This is the fifth in a series of columns on the importance of giving all Catholic kids a Catholic education. (Part one, Part two, Part three, Part four.) The idea of home schooling, while not unheard of these days, still causes many people to squint their eyes, give a puzzled look, and ask, "Why? What's the point of reinventing the wheel?" For Catholic parents, the point is actually quite simple. It is to acknowledge that instructing our children in the ways of the faith is just as important as instructing them in reading, writing, and arithmetic. By freeing families from school-imposed schedules, home schooling makes it easier for us parents to give our children the heart, hand, and head knowledge we want them to have about the Catholic faith as well as to dive into the traditional school subjects.
If education itself is like a glorious, full-color picture book, then homeschooling, for our family, has been like a pop-up version of that book. History springs to life as we read about it in our textbook, and then go visit where it took place. Science projects leap off poster boards and become fully animated adventures to beaches, swamps, labs, and museums. Like the shapes and colors of a Monet painting, school subjects, family vacations, holy days, and even different grade levels, merge together to produce an integrated lifestyle of learning. The best byproduct of homeschooling by far, however, is the very special sibling bond that our kids share, having spent so much of their childhoods together.
One thing that surprises most people is that there is no single correct way to home school. There are, in fact, many different philosophies and methodologies from which to choose.
Here are four important questions to answer as we investigate home schooling.
First, for what purpose and during what time frame do we want to homeschool? The curricula we choose, the support groups with which we get involved, and even the space that we convert in our homes for school use will depend on how big of a commitment is being made in time, number of kids/students, and grade levels.
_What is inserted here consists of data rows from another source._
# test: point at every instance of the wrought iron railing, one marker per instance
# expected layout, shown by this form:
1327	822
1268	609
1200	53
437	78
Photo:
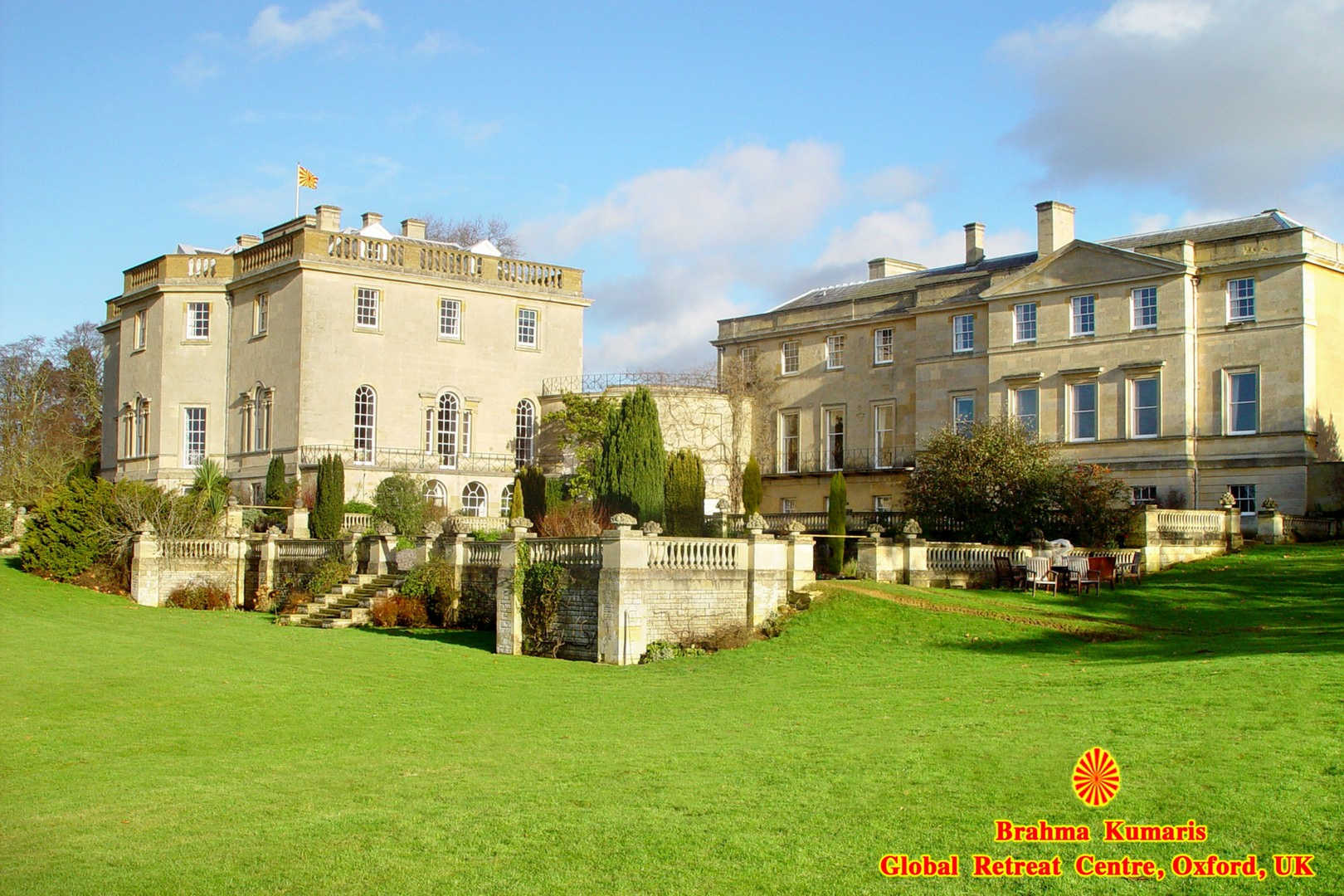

Second, are we prepared as parents to take on the task? Of all the school options, this one is going to require the largest investment of parental time, energy, and space in our homes. Especially if giving our children a Catholic education is one of the reasons we choose to home school, we have to be willing to re-educate ourselves in areas of spiritual, catechetical, or theological weakness. The same willingness applies to areas of intellectual weakness. Fortunately, this is not hard to do. Weekend-long home schooling conferences with speakers, workshops, and curricula galore are available all over the country. Cooperative classes, support groups, and opportunities for field trips abound in many regions of the country.
Third, how much will home schooling cost? Every family will be different, but home schooling costs us around $1,000 per kid per year. On the other end of the scale, a friend in our home school group spends about $15,000 per kid per year, so that her children can attend intense music programs in Boston.
Lastly, "What about socialization?" It is the question asked most often about home schooling, but it is really based on the false idea that socialization only takes place in a classroom of children of the same age. It does not. Socialization actually happens best in a stable environment where a child knows he or she is loved, safe, and has the chance to interact with people of diverse ages and abilities. Still, some people just can't envision school without buses, desks, and recess. We found it best to explain our schooling choice by making simple, positive statements about why we were home schooling, and to refrain from negative statements or arguments about why we were not sending those particular children at that particular time to any other particular school.
If you're a parent considering home schooling, there are many home schooling curricula that I would encourage you to consult. One is the Mother of Divine Grace home schooling program, an excellent review of which is found here. Others include the Seton Home Schooling program, Catholic Heritage Curricula, and Regina Coeli.